Written For The Australian - Window of opportunity for ‘rentvestors’ to become ‘homevestors'
Here's a question worth asking: if you've been rentvesting for the last five years, are you still doing it because it makes financial sense — or because it's become a habit?
The numbers behind rentvesting are compelling. Over the past two decades, the proportion of 25 to 35-year-olds buying investment properties has doubled, while home ownership in that age group has slumped to just one third. And the reason is obvious. In Sydney, it now takes 16 years of average income to buy the average home. In Melbourne and Brisbane, 10 years. In Hobart, eight. Compare that to the three to four years of income the baby boomers needed, and it's little wonder younger Australians are throwing up their hands and renting where they want to live while buying where they can afford.

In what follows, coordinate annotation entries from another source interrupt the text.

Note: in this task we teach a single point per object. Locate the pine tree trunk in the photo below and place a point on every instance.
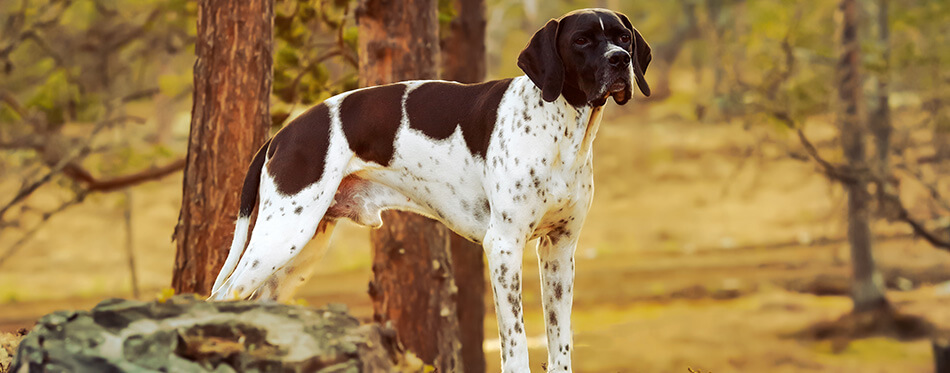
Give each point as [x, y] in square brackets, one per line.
[867, 290]
[229, 122]
[881, 119]
[413, 286]
[464, 60]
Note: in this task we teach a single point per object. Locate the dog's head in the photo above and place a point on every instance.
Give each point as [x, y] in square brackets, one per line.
[587, 55]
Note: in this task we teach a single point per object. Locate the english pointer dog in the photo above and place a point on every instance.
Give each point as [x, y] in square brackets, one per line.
[499, 163]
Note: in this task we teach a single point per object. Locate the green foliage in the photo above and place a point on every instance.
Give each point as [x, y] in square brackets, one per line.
[315, 53]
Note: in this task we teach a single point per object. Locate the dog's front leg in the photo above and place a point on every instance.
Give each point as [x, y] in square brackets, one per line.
[556, 261]
[504, 263]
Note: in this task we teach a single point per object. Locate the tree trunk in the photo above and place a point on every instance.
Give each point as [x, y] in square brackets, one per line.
[666, 53]
[229, 122]
[413, 286]
[881, 118]
[464, 60]
[867, 290]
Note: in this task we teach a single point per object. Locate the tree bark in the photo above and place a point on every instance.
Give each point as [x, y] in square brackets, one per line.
[229, 122]
[413, 286]
[867, 288]
[881, 119]
[464, 60]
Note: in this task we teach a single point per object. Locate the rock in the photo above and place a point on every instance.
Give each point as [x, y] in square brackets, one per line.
[184, 334]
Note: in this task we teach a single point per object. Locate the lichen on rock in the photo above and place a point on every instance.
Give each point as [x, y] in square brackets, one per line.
[184, 334]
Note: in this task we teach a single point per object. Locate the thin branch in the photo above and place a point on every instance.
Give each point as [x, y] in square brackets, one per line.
[76, 172]
[932, 189]
[845, 174]
[918, 227]
[72, 156]
[45, 218]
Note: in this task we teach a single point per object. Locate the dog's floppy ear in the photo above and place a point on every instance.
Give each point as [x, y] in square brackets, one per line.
[642, 55]
[542, 63]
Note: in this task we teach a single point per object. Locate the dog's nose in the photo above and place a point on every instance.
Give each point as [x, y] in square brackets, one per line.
[619, 59]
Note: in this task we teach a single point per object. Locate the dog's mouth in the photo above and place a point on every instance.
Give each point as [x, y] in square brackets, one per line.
[618, 86]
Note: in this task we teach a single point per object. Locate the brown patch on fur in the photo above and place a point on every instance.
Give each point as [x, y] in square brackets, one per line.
[298, 152]
[370, 119]
[437, 108]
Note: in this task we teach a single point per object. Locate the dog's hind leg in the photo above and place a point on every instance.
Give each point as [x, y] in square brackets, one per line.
[282, 285]
[504, 251]
[284, 226]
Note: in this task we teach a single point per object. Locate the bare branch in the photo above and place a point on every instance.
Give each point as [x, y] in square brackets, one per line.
[76, 172]
[45, 218]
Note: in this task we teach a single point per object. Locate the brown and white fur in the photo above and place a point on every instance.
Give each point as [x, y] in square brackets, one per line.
[499, 163]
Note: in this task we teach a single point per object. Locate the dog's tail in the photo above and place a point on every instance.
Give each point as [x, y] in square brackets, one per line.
[252, 182]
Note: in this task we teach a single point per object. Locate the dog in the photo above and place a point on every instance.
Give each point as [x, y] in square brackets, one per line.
[500, 163]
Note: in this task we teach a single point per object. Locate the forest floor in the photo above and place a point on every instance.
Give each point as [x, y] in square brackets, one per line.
[707, 247]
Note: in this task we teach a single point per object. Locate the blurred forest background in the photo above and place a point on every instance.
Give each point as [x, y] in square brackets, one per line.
[718, 238]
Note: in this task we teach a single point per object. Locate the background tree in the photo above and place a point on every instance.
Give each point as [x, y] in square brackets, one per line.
[229, 122]
[70, 74]
[867, 292]
[464, 60]
[413, 286]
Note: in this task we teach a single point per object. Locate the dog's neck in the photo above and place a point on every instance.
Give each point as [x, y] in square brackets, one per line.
[578, 133]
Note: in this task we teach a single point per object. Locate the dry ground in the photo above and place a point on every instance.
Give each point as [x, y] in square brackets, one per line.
[705, 248]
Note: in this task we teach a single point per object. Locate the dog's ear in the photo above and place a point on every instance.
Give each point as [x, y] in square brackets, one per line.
[642, 55]
[542, 63]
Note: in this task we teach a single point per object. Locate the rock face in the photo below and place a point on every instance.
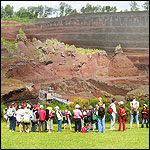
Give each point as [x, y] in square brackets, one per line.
[121, 66]
[99, 30]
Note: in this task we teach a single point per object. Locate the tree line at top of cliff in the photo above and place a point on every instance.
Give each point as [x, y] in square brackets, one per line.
[33, 12]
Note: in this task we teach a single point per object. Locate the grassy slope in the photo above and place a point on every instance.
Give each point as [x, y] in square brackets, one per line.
[131, 139]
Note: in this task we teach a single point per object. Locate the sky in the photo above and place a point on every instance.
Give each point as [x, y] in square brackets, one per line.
[121, 5]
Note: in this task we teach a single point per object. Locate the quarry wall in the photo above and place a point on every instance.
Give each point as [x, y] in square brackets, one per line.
[99, 30]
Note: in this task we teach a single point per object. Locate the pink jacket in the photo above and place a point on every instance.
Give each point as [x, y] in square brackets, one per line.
[77, 113]
[41, 115]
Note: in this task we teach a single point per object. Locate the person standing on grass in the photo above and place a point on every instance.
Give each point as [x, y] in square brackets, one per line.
[35, 117]
[6, 117]
[91, 123]
[77, 116]
[101, 115]
[113, 115]
[59, 117]
[145, 116]
[67, 115]
[27, 118]
[122, 115]
[12, 117]
[49, 118]
[19, 117]
[41, 118]
[84, 116]
[134, 113]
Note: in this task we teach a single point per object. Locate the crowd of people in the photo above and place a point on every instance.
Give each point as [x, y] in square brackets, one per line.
[28, 117]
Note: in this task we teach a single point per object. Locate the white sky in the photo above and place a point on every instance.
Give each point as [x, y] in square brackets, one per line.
[121, 5]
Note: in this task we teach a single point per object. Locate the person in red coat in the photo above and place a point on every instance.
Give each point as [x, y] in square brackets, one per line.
[122, 115]
[145, 116]
[41, 118]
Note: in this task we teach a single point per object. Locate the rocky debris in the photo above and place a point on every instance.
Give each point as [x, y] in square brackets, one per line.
[48, 62]
[121, 66]
[19, 96]
[21, 37]
[141, 91]
[118, 49]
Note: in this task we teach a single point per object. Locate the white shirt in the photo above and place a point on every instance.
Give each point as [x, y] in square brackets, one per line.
[133, 104]
[19, 115]
[113, 106]
[58, 113]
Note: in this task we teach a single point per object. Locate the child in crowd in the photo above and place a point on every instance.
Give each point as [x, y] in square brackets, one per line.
[67, 115]
[77, 116]
[84, 116]
[11, 112]
[59, 117]
[50, 115]
[145, 116]
[122, 115]
[19, 117]
[101, 115]
[41, 118]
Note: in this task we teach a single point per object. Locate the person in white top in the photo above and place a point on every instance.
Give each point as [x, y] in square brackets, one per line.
[19, 117]
[113, 115]
[59, 116]
[134, 112]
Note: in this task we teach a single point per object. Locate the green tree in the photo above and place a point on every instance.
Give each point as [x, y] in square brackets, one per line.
[68, 9]
[134, 6]
[9, 11]
[62, 9]
[2, 12]
[146, 5]
[22, 13]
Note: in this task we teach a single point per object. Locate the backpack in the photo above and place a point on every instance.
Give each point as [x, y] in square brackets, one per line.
[123, 112]
[101, 112]
[85, 130]
[94, 116]
[10, 112]
[110, 110]
[26, 117]
[51, 115]
[34, 117]
[134, 111]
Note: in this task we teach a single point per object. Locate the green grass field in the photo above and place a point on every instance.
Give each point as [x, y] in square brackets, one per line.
[131, 139]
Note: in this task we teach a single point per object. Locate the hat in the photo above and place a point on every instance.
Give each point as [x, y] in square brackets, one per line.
[37, 108]
[28, 106]
[57, 107]
[34, 106]
[49, 108]
[100, 99]
[23, 105]
[121, 102]
[41, 106]
[77, 106]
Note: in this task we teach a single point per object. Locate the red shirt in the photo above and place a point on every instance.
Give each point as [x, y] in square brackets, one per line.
[41, 115]
[144, 112]
[119, 114]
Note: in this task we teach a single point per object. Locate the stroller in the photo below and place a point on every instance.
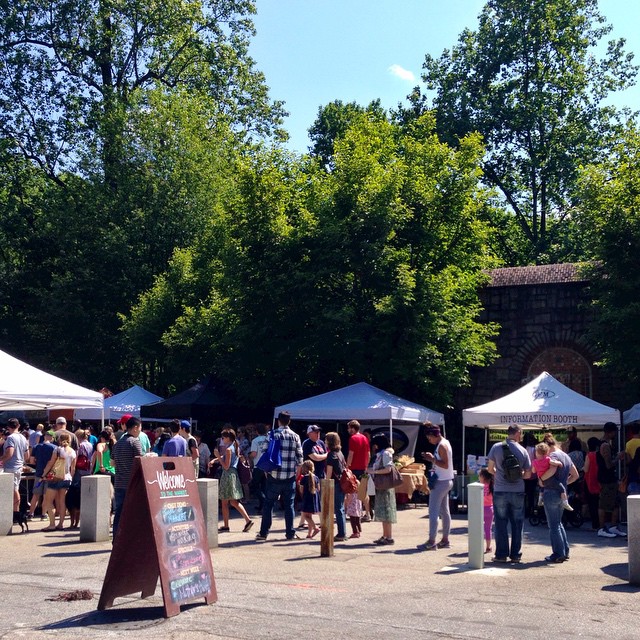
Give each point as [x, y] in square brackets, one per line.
[573, 518]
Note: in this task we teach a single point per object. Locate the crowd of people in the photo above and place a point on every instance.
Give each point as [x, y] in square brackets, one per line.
[520, 469]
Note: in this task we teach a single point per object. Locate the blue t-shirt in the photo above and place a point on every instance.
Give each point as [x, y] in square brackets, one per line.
[562, 473]
[175, 447]
[496, 454]
[42, 453]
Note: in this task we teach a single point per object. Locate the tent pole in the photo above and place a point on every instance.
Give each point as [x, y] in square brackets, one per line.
[463, 467]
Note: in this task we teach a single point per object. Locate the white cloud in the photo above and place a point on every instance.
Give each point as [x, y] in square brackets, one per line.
[403, 74]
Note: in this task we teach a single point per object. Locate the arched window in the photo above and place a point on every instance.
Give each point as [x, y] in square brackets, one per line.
[566, 365]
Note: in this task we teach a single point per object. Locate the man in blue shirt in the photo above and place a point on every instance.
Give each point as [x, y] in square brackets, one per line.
[553, 508]
[508, 496]
[282, 481]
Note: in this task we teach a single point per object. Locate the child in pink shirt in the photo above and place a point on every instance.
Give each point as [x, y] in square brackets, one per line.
[541, 464]
[487, 480]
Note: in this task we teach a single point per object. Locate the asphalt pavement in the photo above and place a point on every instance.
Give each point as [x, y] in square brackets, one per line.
[283, 589]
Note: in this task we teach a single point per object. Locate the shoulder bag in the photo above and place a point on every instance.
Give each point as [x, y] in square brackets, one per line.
[384, 481]
[271, 459]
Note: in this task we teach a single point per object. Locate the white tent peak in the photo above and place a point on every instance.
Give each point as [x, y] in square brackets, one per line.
[544, 401]
[126, 402]
[22, 386]
[361, 401]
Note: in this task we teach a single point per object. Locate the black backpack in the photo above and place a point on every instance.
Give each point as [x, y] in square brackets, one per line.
[510, 465]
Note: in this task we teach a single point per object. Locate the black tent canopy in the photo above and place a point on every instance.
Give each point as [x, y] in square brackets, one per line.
[207, 400]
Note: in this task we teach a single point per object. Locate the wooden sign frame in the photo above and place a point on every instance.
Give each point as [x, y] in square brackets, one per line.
[161, 535]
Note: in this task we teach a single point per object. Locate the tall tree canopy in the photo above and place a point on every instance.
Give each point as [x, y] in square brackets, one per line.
[529, 81]
[120, 122]
[317, 278]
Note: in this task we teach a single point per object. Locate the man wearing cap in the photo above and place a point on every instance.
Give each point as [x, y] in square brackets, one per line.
[570, 443]
[314, 449]
[176, 445]
[192, 444]
[607, 477]
[145, 443]
[13, 457]
[60, 428]
[40, 457]
[282, 481]
[508, 496]
[359, 450]
[123, 454]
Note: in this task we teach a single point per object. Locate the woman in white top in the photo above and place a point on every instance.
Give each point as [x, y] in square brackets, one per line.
[442, 461]
[57, 488]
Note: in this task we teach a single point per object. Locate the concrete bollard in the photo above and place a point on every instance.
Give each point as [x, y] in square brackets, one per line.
[6, 503]
[475, 502]
[95, 508]
[327, 510]
[633, 538]
[208, 492]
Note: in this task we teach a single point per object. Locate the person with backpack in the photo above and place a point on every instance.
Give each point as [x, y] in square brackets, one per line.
[510, 465]
[442, 461]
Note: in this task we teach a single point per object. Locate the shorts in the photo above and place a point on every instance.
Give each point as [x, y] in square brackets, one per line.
[608, 496]
[59, 484]
[40, 487]
[17, 476]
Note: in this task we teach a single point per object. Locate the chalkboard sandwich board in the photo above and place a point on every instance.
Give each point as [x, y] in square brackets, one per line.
[161, 535]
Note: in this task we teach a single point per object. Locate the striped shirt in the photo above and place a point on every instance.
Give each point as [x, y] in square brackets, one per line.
[291, 451]
[124, 452]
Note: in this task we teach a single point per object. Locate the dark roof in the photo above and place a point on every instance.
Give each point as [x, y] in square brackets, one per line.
[539, 274]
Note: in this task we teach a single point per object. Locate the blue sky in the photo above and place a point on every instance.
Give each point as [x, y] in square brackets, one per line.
[316, 51]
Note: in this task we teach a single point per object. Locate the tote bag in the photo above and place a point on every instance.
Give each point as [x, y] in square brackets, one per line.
[271, 459]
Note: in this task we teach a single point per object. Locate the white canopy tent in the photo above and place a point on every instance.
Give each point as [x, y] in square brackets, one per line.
[123, 403]
[363, 402]
[23, 387]
[542, 403]
[632, 415]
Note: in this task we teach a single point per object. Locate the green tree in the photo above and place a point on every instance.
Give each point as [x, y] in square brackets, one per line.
[529, 82]
[333, 121]
[610, 195]
[313, 278]
[70, 72]
[80, 255]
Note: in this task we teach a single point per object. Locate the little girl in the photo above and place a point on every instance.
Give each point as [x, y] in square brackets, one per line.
[310, 497]
[353, 508]
[542, 463]
[487, 480]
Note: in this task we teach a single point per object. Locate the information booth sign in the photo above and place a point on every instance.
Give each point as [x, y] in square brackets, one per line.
[161, 535]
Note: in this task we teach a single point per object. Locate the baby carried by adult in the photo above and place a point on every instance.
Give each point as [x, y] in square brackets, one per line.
[541, 464]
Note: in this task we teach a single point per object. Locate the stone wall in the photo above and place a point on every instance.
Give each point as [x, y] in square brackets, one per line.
[544, 317]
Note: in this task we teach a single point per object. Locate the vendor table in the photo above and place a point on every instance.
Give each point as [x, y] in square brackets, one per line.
[413, 479]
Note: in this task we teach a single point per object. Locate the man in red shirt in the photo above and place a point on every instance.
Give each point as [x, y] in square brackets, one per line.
[359, 451]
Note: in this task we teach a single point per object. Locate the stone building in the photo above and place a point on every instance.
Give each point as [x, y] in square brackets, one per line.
[544, 315]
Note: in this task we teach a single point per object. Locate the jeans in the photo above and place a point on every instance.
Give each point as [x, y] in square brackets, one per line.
[338, 505]
[439, 506]
[557, 534]
[508, 509]
[286, 489]
[118, 503]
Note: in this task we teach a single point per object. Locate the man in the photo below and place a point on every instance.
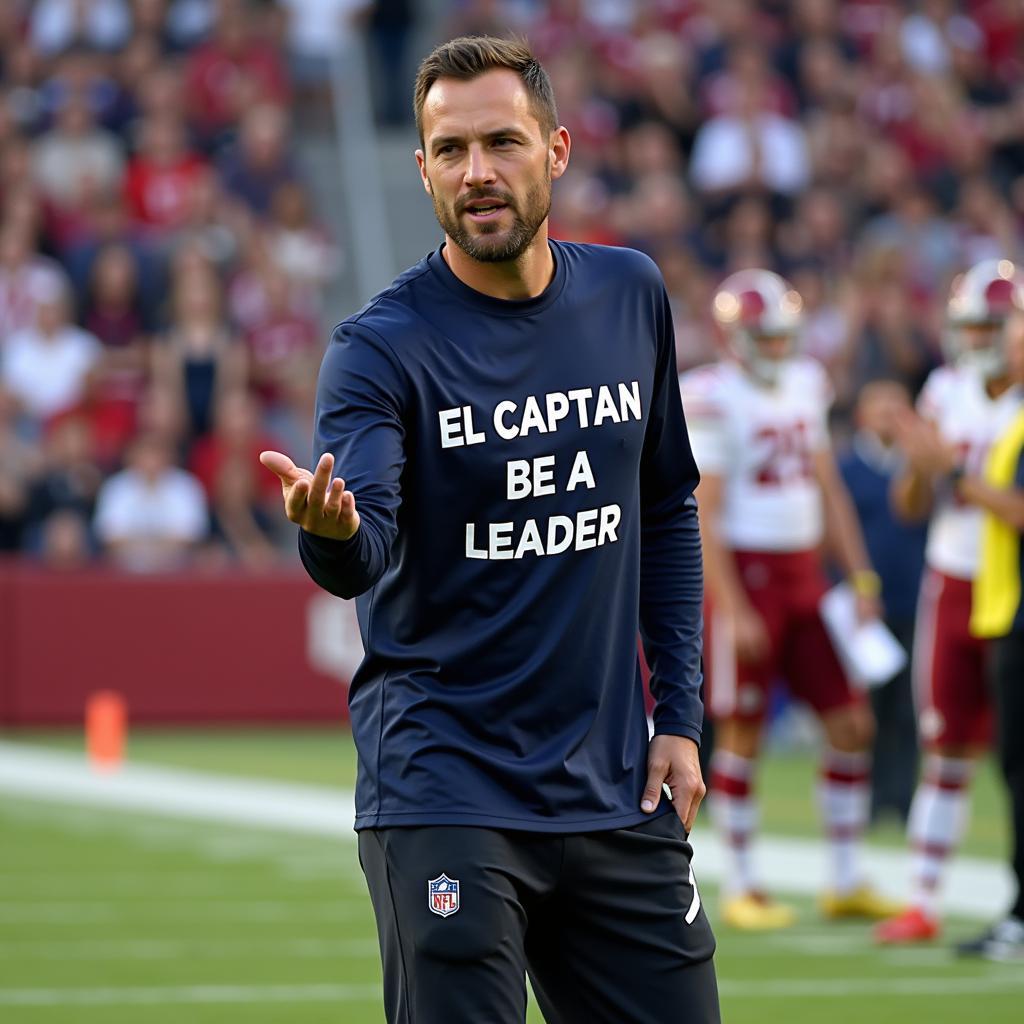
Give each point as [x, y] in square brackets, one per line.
[769, 488]
[997, 613]
[517, 496]
[965, 404]
[868, 468]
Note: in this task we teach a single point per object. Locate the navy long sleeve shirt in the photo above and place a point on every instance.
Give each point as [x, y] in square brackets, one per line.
[525, 488]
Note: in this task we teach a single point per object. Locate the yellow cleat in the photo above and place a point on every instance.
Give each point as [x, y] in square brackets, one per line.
[757, 912]
[861, 902]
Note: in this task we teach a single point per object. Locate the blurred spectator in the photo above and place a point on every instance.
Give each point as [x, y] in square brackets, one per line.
[750, 146]
[897, 548]
[932, 31]
[152, 515]
[245, 500]
[162, 173]
[77, 160]
[70, 478]
[247, 295]
[214, 224]
[282, 335]
[300, 247]
[891, 342]
[47, 367]
[320, 30]
[18, 463]
[65, 542]
[24, 274]
[111, 224]
[58, 24]
[114, 315]
[258, 163]
[198, 357]
[232, 72]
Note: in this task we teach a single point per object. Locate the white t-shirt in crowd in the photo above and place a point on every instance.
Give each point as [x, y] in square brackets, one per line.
[129, 508]
[48, 375]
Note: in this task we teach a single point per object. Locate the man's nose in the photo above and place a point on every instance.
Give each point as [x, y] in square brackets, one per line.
[479, 169]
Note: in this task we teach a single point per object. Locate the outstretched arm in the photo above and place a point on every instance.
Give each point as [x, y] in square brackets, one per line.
[671, 589]
[358, 428]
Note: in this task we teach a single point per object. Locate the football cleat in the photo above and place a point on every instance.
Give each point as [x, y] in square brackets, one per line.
[754, 911]
[907, 928]
[1003, 942]
[863, 901]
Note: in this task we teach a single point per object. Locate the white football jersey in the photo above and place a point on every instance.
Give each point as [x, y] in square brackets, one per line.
[955, 400]
[760, 441]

But I think the window is starting to shift. Rents have climbed roughly 10 per cent a year for three years running, chewing through tenants' pay packets. Meanwhile, interest rates appear to have peaked, with markets pricing in three to four RBA cuts over the next 12 months — worth around $5,000 a year on the average mortgage. Renters won't see rents fall as rates come down. Homeowners will feel relief.
Here's the opportunity: many rentvestors have done well. Portfolios in Adelaide, Brisbane and Perth have delivered strong capital growth. Even after stamp duty and capital gains tax, cashing out an investment property could put a first home within reach.
And if the numbers still don't stack up, there's Australia's fifth-largest lender — the Bank of Mum and Dad — which has already tipped $64 billion into helping kids buy property. Frankly, $50,000 given today is worth far more to a 30-year-old than a $500,000 inheritance three decades from now, when they probably won't need it.
My view: rentvestors who want to become homeowners should start getting their affairs in order now.